16th Chief Justice of Calcutta High Court
- In office 1970–1972
- Appointed by: V. V. Giri
- Preceded by: Deep Narayan Sinha
- Succeeded by: Sankar Prasad Mitra

Personal details
- Born: 1909
- Died: 1984 (age 73 or 74)
- Relations: Sabyasachi Mukharji (brother)

= Prasanta Bihari Mukharji =

Prasanta Bihari Mukharji (1909 - 1984) was the 16th Chief Justice of the Calcutta High Court. He served as Chief Justice from 1970 to 1972. He authored numerous books mainly on law and philosophy. Mukharji also held the Tagore Law Professorship at the Calcutta University.

==Family==

Mukharji was the eldest son of Rai Bahadur Bejoy Bihari Mukharji. His youngest brother, Sabyasachi Mukharji, later became Chief Justice of India.

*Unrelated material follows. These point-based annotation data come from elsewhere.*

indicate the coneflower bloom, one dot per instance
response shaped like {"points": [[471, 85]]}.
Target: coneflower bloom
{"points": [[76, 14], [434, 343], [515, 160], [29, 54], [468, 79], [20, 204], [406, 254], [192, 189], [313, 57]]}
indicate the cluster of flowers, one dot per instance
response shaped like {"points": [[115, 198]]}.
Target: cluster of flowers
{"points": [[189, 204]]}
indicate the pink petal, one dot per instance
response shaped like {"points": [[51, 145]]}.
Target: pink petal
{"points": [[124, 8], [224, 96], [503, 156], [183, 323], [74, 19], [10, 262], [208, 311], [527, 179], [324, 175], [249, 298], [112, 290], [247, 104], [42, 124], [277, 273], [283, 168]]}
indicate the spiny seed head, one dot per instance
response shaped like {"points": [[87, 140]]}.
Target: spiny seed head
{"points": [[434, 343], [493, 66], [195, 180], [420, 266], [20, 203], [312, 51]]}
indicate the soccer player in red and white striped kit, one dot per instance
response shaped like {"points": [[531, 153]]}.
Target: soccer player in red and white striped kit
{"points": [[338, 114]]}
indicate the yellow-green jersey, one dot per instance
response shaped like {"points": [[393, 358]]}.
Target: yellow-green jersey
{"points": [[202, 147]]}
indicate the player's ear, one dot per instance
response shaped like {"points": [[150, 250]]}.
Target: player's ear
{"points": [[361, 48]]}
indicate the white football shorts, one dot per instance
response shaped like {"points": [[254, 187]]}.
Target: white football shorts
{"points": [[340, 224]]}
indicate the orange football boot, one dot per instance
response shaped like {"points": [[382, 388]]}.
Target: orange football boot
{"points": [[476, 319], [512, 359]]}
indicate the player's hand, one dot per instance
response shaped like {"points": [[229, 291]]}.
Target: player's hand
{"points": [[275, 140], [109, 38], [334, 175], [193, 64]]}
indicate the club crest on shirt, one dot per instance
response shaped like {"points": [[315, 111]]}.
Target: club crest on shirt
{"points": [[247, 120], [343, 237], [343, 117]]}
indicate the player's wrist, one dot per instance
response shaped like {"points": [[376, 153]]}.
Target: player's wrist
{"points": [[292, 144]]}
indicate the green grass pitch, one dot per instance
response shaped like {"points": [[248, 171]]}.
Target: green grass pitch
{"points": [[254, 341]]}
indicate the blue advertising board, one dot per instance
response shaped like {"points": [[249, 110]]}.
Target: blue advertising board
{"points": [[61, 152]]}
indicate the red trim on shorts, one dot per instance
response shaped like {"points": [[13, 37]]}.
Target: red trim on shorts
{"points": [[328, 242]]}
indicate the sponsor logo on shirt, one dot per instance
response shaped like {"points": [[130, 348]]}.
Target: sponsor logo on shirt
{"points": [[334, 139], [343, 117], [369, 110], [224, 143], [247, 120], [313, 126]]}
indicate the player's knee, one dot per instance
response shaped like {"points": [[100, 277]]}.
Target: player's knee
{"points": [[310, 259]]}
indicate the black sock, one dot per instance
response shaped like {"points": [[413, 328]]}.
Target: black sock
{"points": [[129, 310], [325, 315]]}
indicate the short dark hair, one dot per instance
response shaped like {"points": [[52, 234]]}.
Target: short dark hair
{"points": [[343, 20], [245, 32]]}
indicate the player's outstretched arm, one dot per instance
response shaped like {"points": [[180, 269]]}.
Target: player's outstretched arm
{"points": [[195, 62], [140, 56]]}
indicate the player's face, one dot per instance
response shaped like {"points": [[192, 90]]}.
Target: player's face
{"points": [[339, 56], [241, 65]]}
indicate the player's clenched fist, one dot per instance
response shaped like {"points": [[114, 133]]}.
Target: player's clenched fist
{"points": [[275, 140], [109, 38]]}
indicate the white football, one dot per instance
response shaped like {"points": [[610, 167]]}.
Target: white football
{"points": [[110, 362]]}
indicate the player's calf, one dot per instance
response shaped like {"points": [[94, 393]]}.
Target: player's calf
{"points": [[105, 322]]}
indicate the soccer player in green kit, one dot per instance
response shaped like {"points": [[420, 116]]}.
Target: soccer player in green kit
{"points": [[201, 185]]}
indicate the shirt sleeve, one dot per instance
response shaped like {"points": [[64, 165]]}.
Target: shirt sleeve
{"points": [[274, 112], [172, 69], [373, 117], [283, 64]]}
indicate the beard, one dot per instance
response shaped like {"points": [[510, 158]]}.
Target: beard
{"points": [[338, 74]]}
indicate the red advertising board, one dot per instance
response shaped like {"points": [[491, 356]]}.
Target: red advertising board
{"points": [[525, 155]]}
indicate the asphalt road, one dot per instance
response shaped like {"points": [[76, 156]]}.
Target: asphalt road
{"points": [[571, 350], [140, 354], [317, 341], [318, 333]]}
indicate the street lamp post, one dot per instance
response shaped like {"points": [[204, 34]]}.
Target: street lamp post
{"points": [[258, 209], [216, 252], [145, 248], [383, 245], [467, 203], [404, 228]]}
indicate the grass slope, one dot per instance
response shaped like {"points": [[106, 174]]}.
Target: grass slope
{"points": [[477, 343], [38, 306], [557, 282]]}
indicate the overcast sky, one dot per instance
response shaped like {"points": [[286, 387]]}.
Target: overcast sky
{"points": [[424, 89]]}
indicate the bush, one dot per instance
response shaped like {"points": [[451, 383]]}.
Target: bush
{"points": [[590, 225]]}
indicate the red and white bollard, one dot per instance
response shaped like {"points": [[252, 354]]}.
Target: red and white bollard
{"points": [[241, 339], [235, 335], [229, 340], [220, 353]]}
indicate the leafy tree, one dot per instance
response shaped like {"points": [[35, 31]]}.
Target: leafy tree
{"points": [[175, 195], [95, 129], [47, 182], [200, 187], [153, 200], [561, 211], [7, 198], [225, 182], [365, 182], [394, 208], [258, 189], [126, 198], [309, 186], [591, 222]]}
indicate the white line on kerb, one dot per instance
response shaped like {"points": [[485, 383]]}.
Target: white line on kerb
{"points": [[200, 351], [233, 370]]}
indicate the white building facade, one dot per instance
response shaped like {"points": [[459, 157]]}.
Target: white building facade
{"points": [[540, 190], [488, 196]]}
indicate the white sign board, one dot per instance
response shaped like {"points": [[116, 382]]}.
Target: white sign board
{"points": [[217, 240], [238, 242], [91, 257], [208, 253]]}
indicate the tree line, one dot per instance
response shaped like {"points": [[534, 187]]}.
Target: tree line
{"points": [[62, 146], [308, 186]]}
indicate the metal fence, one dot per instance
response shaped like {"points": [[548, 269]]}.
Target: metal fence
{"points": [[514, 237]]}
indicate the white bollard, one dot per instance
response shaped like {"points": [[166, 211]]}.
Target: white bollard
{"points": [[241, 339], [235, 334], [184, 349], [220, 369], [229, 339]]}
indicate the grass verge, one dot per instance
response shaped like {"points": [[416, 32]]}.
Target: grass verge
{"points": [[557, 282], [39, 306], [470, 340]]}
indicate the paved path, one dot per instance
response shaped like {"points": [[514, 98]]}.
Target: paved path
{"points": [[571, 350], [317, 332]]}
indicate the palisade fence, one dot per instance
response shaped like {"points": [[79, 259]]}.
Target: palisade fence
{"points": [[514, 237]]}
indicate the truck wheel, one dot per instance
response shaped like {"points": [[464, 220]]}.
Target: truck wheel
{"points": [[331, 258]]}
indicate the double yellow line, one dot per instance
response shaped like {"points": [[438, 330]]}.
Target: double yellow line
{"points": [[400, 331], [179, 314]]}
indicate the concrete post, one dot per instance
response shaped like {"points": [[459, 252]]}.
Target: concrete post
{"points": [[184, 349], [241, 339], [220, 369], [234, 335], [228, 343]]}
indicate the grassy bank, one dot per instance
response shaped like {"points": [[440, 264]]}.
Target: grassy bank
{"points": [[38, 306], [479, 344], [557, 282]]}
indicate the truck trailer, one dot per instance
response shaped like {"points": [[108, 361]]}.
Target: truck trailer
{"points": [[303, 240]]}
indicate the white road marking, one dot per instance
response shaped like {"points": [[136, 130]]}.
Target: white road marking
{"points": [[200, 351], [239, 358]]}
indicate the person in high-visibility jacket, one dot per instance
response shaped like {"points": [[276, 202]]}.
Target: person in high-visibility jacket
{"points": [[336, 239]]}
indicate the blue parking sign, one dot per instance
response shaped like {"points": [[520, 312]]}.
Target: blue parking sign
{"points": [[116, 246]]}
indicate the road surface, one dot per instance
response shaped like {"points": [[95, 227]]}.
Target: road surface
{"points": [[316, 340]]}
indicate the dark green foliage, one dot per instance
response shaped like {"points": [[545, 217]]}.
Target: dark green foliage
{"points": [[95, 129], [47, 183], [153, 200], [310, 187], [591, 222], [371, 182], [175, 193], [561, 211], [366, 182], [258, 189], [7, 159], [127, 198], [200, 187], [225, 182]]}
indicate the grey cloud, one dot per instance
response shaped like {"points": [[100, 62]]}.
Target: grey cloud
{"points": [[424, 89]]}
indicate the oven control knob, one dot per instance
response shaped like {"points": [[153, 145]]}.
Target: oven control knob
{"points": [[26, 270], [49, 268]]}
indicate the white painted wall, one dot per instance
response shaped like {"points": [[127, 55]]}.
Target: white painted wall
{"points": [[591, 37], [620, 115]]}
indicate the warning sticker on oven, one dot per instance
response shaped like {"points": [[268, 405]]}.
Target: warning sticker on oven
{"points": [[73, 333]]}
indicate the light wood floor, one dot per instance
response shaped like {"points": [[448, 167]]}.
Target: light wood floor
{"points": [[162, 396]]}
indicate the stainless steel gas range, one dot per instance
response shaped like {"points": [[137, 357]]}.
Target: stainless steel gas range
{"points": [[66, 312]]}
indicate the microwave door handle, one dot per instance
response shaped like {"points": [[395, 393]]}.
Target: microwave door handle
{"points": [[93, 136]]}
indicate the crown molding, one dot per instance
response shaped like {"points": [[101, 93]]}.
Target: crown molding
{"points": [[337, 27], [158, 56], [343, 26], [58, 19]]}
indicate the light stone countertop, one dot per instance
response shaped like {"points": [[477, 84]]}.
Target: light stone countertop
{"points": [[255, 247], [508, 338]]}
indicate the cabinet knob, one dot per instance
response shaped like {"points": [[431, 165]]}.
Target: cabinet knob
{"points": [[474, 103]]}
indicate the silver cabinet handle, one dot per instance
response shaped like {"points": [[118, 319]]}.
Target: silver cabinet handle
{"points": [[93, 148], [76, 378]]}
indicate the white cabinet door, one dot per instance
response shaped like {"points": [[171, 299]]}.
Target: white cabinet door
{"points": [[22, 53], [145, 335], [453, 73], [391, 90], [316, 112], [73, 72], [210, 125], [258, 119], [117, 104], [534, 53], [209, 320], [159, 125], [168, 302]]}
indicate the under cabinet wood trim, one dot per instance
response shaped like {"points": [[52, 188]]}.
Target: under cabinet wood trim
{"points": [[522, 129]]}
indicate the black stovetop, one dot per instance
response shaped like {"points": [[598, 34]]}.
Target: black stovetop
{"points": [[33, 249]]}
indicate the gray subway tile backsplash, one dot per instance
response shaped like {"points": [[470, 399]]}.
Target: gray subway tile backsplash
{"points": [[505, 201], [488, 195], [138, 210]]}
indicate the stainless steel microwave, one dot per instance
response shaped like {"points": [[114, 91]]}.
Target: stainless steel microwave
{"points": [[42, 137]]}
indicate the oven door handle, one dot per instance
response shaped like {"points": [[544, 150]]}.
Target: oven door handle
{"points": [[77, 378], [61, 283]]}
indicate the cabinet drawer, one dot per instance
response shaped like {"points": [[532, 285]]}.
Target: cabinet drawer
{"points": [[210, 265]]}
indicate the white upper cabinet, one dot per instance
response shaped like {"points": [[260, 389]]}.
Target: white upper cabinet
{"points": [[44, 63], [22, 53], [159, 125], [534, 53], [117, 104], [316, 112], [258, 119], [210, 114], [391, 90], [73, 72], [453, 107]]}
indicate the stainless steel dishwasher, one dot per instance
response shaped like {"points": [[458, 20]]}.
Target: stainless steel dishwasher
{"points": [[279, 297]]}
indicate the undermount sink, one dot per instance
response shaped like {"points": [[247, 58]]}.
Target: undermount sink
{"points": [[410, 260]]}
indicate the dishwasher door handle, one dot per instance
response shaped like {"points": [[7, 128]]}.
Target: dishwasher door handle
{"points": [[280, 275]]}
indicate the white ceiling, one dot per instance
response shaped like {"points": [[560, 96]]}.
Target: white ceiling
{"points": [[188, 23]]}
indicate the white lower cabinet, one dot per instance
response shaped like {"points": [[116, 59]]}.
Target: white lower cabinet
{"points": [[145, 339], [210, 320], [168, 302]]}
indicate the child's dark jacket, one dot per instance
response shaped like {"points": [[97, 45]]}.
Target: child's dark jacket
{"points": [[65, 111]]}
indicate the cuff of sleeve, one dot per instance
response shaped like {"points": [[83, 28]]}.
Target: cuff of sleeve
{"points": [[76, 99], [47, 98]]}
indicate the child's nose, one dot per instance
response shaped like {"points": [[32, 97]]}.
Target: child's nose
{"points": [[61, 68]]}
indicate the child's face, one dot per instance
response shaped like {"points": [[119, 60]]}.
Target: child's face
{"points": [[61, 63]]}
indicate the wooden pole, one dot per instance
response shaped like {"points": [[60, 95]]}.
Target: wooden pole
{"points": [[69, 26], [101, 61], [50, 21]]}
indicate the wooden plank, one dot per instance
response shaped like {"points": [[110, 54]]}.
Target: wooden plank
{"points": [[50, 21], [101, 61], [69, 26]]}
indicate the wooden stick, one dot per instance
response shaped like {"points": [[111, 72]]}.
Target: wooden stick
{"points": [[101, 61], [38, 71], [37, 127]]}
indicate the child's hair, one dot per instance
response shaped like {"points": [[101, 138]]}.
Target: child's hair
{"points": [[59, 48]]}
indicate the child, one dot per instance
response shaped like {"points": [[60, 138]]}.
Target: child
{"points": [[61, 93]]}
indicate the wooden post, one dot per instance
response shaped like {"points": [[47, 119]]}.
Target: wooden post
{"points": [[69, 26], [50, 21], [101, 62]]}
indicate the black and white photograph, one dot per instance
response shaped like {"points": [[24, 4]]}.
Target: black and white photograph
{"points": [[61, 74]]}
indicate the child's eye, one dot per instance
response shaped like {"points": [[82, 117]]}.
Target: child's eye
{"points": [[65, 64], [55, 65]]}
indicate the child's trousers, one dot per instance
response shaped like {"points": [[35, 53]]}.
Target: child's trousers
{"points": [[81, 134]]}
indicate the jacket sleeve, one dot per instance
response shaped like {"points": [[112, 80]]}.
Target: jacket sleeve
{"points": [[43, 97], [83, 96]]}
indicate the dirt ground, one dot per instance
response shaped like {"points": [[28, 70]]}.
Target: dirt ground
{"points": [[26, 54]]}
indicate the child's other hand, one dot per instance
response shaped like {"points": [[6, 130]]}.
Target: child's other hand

Prasanta Bihari Mukharji was married to Gita Mukharji, who won the Indian Red Cross Society Medal in 1964.

==Career==

As a young lawyer he had been part of the legal team in the famous Bhawal case. Mukharji was the youngest lawyer in British India to have become a High Court judge. Mukharji was also a noted constitutional scholar and authored several books on the subject. Amongst his books on the subject were The Critical Problems of the Indian Constitution (1967), Three Elemental Problems of the Indian Constitution (1972) and The Indian Constitution: Change and Challenge (1976).
Aside from works on law and the constitution, Mukharji also authored books on Bengali literature and Vedantic philosophy. These included Bankim Sahitya Samaj O Sadhana [ Bankimchandra Chatterjee 's Writings: Society and Striving] (1967) and The Panorama of the Life, Message and Philosophy of Shankara (1977).